Federal Preemption Of California’s Broughton-Cruz Rule Exempting Claims For Public Injunctive Relief Is At Issue
On March 7, 2012, we posted about Kilgore v. KeyBank, 673 F.3d 947 (9th Cir. March 7, 2012) (authored by Judge Trott). Kilgore held that California’s Broughton-Cruz rule, which provides claims for public injunctive relief cannot be arbitrated, is preempted by the Federal Arbitration Act (FAA). The case was heard en banc on December 11, 2012, and the video of the hearing is available online.
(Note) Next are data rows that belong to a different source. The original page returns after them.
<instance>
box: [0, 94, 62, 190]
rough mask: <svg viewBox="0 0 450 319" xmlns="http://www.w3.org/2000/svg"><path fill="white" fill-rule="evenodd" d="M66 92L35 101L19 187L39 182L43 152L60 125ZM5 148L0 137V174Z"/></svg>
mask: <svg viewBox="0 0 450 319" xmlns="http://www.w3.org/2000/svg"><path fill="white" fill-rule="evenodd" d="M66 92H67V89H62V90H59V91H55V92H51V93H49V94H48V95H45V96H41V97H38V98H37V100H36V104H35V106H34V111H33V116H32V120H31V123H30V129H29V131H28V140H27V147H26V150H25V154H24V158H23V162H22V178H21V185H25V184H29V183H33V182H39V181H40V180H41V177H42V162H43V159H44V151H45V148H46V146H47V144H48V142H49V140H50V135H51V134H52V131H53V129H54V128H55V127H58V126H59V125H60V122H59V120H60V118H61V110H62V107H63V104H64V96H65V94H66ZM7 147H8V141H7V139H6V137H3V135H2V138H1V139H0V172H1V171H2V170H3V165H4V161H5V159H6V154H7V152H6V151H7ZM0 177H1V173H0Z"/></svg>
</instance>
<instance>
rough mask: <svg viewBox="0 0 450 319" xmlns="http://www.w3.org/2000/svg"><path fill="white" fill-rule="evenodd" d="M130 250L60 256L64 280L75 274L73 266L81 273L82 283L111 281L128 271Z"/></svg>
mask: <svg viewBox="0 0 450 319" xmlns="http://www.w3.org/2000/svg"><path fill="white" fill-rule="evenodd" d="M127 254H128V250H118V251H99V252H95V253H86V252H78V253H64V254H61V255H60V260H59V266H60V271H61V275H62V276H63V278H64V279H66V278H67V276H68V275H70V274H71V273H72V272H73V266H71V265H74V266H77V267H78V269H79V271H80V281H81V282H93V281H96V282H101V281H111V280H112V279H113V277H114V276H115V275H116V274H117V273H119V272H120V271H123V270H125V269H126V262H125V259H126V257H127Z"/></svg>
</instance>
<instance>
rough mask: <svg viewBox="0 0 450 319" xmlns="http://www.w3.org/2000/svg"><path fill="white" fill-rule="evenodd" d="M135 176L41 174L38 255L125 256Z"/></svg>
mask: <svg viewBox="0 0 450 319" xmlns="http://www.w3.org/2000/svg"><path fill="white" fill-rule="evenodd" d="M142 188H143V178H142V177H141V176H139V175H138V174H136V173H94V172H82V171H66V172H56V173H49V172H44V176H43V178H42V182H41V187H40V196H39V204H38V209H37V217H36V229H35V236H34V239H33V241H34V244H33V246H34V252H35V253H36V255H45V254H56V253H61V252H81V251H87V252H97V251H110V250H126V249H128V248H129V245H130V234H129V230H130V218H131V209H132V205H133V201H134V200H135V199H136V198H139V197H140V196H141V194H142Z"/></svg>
Kilgore involved students of a private helicopter vocational school alleging the school had a preferred lender who knew the school was “a slowly unfolding disaster”, yet continued to make loans to the hapless students. The students sought to have the loans declared unenforceable and to prevent the lender from reporting defaults to credit reporting agencies. Because the students had to first get over the hurdle of an arbitration provision, the case presented the issue of whether the Broughton-Cruz rule provides a carve-out exception to arbitration on the facts here, and whether the rule is now preempted by the FAA. In the opinion authored by Judge Trott earlier this year, the court found preemption.
The estimable Kimberly A. Kralowec has posted two reports of last week’s hearing on The UCL Practitioner, the first by Eric Kingsley of Kingsley & Kingsley in Encino, the second by Edie Mermelstein of the Offices of F. Edie Mermelstein in Huntington Beach.